The case of Margot Bentley is highlighting the uncertainty of living wills under legal scrutiny but there are other options for those who who want their end-of-life plans to be honoured.
- Margot Bentley appeal to stop feeding denied by B.C. court
- Margot Bentley's family considers appeal to fight for her right to die
"People see the Bentley thing and they get discouraged by it," said Ron Usher, volunteer president of the non-profit Nidus Personal Planning Resource Centre and Registry and general counsel at the Society of Notaries Public of British Columbia.
"The reality is we do have a good law in British Columbia that lets people make effective personal planning agreements and for health and personal care, and the document is the Representation Agreement."
Bentley has late-stage Alzheimer's disease and has been living in an Abbotsford care home where staff feed and dress her.
Though Bentley wrote in a living will in 1991 that she did not want to receive nourishment or liquids if she was suffering from an extreme physical or mental disability, B.C.'s highest court dismissed this week her family's appeal to let her die.

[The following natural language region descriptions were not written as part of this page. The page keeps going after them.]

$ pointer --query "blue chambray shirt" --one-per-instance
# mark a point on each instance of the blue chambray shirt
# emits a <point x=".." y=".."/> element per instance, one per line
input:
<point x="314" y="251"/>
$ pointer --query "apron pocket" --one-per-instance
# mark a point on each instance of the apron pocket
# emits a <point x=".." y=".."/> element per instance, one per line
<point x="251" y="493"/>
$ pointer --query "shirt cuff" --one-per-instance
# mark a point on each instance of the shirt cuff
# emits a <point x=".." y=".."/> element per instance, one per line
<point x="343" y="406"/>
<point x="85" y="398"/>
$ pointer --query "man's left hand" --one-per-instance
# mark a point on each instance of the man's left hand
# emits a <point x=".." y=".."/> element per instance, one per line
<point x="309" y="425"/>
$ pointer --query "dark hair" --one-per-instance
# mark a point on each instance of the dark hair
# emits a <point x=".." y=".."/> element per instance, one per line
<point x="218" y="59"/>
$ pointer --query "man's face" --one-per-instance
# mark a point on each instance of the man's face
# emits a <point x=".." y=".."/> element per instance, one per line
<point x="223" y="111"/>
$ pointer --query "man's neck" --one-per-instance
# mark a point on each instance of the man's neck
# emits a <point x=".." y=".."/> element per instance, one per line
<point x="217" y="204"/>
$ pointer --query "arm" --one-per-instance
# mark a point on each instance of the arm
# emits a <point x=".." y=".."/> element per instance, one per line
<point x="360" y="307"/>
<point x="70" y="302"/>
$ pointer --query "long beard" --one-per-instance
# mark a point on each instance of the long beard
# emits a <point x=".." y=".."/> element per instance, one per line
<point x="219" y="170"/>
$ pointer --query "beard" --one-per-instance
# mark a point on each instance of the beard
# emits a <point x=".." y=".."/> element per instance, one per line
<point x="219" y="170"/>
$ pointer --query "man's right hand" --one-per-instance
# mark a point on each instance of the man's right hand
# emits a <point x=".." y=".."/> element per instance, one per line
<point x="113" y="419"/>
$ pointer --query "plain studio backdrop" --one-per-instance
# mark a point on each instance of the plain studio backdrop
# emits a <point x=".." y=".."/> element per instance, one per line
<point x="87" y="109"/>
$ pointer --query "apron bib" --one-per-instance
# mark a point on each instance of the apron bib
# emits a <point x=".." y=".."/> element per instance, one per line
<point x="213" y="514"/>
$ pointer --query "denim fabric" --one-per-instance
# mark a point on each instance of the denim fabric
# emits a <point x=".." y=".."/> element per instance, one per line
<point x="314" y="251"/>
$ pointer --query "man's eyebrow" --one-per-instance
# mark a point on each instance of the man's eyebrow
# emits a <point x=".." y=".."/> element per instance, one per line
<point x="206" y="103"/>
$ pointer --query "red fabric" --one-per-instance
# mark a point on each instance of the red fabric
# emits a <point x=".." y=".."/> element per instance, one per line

The court ruled Bentley must continue to be spoon fed by staff at the care home, despite the directives in her living will. Her family is considering an appeal.
Usher told The Early Edition that "there's no such thing as a living will" in B.C. However, a Representation Agreement can allow someone to name a representative who can, when they are no longer able to make decisions, do so for them in regard to health and personal care.
Usher says Section 9(3) of the provincial Representation Agreement Act gives a representative the right to give or refuse consent to health care necessary to preserve the life of the person they're representing.
He points out there has been very little case law involving the Representation Agreement, and he's not aware of whether its validity has ever been challenged in court.